Rafał Rogalski stwierdził również, że polscy prokuratorzy ani lekarze nie uczestniczyli w sekcji zwłok tuż po katastrofie. - Wojskowa prokuratura złożyła wniosek w ramach pomocy prawnej do strony rosyjskiej już 10 kwietnia o to, aby przeprowadzić sekcje zwłok oraz o dopuszczenie polskich prokuratorów i dopuszczenie polskich lekarzy. Ci lekarze przyjechali do Moskwy 11 kwietnia, a Rosjanie oznajmili, że sekcje zostały wykonane. To wymaga zweryfikowania, bo zastanawiający jest ten pośpiech, czy było to rzeczywiście możliwe, żeby wykonać w tak krótkim czasie tak wiele sekcji.(...) [Polska prokuratura - przyp. red.] Powinna wszcząć postępowanie w tym przedmiocie oraz wykonać stosowne czynności w drodze pomocy prawnej. A z całą pewnością wnioskować o wszczęcie postępowania karnego, na terenie Federacji Rosyjskiej w stosunku do lekarzy. Dlatego, że te nieprawidłowości były wręcz niebywałe. I zastanawiające jest skąd jest ten pospiech, skąd tak poważne nieprawidłowości. Nie chodzi tutaj tylko i wyłącznie o to, że powiedzmy, że ktoś źle zmierzył, czy ktoś źle zważył. Ale te nieprawidłowości dotyczą bardzo istotnych kwestii związanych z mechanizmem i przyczyną śmierci.

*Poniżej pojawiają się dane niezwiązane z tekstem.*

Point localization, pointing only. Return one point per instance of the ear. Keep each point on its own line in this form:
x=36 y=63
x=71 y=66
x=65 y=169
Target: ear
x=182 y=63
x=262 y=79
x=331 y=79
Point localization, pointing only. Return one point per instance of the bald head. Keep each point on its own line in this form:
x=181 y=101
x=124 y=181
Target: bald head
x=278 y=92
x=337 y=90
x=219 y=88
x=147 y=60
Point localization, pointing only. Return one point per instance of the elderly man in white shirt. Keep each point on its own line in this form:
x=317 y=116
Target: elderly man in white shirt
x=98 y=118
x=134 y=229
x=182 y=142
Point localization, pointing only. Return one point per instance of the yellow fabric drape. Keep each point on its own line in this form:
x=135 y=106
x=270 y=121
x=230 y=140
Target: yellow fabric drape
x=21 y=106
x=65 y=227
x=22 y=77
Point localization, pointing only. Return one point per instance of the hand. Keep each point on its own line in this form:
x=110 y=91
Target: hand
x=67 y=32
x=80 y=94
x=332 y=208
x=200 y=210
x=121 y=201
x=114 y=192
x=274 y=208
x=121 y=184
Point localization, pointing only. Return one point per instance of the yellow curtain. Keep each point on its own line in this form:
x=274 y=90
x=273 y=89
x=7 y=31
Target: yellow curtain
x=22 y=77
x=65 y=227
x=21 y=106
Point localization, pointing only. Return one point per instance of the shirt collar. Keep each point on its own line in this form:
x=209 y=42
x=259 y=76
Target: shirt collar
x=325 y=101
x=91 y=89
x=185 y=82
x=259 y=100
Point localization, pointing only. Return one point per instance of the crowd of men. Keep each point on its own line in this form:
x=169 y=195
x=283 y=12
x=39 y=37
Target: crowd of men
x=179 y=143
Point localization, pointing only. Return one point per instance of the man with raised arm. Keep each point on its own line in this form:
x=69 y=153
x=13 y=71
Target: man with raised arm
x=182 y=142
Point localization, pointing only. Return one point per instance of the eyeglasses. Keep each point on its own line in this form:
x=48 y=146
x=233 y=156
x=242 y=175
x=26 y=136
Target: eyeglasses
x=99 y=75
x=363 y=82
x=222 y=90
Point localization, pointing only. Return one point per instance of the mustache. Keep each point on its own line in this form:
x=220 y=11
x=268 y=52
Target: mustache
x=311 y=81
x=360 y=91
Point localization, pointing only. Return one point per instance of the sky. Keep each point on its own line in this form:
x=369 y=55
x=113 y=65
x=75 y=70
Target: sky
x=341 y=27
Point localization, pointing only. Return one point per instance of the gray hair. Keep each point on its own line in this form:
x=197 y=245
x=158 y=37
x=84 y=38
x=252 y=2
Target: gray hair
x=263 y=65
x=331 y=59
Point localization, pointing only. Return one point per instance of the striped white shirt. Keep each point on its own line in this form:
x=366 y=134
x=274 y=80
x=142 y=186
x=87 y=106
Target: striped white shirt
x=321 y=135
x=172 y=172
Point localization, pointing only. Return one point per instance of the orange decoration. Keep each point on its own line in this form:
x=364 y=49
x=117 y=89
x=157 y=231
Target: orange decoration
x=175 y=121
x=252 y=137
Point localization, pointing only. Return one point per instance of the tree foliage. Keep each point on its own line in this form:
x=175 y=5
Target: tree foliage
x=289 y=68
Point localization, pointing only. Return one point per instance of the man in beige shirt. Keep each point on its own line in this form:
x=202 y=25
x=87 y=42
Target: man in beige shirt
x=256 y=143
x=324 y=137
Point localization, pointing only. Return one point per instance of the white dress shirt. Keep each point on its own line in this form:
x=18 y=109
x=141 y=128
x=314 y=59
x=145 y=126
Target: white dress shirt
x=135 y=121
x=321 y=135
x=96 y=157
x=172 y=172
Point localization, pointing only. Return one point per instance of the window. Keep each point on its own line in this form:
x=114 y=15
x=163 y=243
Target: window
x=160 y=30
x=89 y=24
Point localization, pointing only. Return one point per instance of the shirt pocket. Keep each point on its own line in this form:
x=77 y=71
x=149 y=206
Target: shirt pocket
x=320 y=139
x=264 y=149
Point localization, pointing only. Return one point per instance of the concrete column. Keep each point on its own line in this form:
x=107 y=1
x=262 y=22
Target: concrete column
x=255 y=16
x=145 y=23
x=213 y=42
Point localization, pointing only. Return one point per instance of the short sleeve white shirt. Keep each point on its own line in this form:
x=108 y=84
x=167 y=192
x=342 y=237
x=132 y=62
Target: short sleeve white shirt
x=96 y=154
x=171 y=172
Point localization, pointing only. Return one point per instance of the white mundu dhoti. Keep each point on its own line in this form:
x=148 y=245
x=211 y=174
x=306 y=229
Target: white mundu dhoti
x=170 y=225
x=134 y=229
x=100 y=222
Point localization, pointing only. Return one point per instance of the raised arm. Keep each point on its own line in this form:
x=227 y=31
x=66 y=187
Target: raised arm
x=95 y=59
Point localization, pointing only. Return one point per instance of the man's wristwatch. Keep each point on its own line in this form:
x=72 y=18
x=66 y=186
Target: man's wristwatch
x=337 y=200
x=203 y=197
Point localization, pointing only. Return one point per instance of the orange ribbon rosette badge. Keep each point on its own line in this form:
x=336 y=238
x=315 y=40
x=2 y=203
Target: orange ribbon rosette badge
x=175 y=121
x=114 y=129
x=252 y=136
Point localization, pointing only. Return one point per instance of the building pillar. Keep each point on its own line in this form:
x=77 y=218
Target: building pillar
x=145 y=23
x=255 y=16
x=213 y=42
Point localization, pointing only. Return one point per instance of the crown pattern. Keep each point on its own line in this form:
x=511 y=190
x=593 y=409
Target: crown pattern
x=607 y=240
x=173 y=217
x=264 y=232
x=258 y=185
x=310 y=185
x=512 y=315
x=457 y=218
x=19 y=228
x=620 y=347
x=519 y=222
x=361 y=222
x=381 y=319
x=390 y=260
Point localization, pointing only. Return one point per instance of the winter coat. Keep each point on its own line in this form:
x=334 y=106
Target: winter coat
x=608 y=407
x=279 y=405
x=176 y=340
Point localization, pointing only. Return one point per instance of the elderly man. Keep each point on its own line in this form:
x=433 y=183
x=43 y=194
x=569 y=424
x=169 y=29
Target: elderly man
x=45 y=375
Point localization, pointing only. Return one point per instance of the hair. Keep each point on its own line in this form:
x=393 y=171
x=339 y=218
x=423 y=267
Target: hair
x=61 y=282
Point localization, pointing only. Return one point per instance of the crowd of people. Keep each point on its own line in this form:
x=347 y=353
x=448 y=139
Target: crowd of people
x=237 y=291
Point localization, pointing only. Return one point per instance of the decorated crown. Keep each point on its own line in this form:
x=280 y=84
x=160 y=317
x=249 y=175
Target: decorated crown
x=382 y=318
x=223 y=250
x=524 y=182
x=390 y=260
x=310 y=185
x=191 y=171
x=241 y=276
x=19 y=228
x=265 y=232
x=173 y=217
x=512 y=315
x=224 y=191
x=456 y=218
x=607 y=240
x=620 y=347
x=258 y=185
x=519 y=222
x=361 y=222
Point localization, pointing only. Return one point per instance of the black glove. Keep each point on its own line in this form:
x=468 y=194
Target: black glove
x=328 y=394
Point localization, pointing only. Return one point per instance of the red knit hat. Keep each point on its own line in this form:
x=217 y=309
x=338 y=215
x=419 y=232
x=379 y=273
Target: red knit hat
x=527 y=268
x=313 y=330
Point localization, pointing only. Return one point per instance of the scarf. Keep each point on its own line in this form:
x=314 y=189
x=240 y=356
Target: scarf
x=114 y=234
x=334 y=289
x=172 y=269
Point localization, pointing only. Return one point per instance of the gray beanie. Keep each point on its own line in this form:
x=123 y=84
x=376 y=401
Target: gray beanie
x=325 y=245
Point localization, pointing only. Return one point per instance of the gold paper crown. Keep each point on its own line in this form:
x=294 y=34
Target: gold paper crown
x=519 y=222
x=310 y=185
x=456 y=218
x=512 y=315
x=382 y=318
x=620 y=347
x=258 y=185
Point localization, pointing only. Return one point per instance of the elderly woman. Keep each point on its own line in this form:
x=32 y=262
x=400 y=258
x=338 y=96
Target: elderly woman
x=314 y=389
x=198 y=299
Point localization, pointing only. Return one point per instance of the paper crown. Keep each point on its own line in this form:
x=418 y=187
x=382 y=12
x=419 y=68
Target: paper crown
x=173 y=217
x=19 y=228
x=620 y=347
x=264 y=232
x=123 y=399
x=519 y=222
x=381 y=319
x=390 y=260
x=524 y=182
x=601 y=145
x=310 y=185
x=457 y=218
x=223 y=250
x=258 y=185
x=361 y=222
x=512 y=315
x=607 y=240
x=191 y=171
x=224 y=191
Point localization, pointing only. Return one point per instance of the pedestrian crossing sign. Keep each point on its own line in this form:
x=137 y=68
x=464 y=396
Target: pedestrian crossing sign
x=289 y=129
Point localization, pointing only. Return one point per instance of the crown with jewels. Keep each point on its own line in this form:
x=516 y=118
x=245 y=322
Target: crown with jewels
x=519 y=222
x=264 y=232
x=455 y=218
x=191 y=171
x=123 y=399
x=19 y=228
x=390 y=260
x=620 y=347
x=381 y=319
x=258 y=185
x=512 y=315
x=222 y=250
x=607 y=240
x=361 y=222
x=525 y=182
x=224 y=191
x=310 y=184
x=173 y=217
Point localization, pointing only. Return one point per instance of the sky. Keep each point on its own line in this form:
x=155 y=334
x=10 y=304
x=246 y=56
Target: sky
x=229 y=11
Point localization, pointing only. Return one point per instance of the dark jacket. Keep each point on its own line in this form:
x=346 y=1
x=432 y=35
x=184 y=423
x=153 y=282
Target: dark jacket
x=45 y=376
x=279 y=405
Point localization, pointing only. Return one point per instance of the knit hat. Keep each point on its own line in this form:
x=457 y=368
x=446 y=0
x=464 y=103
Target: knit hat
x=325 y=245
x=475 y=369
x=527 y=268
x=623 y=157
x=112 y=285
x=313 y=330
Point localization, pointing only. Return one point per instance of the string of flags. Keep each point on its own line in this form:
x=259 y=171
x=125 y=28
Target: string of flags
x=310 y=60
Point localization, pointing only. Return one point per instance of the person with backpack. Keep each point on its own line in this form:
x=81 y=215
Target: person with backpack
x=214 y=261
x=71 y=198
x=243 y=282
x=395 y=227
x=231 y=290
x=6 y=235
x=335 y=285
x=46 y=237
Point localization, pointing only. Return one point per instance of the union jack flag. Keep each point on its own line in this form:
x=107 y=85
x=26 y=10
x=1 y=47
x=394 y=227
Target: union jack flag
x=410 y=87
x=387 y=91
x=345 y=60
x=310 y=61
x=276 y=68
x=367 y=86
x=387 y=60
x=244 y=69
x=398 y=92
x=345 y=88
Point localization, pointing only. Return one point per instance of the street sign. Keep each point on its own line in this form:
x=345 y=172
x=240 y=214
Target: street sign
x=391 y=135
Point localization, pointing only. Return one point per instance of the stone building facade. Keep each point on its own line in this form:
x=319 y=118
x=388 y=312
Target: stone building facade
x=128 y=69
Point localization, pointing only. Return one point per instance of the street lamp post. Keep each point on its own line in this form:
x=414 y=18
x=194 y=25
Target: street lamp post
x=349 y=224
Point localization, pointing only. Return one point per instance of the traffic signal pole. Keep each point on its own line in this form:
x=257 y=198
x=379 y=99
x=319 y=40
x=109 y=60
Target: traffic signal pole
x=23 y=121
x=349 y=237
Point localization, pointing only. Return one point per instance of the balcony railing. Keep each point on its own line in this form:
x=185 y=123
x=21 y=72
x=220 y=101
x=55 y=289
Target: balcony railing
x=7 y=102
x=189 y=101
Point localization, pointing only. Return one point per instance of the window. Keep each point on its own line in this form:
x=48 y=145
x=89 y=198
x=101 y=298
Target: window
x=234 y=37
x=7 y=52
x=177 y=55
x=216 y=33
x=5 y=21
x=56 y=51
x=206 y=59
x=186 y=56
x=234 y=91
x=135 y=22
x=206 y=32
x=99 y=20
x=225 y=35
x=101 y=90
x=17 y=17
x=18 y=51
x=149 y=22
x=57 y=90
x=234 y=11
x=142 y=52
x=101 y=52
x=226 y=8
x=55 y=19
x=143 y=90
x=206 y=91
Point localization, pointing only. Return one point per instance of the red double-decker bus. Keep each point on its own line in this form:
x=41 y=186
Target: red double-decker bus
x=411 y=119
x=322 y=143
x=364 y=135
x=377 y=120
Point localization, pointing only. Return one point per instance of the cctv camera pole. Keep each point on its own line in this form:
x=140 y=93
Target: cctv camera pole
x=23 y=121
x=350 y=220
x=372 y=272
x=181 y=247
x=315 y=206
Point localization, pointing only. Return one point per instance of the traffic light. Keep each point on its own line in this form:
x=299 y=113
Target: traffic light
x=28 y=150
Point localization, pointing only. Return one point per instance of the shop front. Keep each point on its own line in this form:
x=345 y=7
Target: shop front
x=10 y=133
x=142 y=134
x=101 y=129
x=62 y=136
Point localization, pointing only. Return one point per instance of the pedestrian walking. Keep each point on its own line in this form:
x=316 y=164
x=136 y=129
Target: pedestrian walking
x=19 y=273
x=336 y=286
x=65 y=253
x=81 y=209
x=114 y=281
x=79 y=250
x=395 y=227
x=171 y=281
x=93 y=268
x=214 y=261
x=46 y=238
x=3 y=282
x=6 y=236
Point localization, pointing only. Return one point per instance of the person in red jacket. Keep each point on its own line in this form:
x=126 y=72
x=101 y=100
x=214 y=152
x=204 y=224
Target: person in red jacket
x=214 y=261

Mecenas Rogalski nie ma wątpliwości co do tożsamości Przemysława Gosiewskiego. - Z całą pewnością to był Przemysław Gosiewski. Nie budzi to w mojej ocenie jakichkolwiek wątpliwości. Nie były przeprowadzone jeszcze badania DNA, jednakowoż na podstawie bardzo wielu cech fizycznych, a także innych - chociażby chorób, które zostały stwierdzone, w mojej ocenie z całą pewnością jest to Przemysław Gosiewski.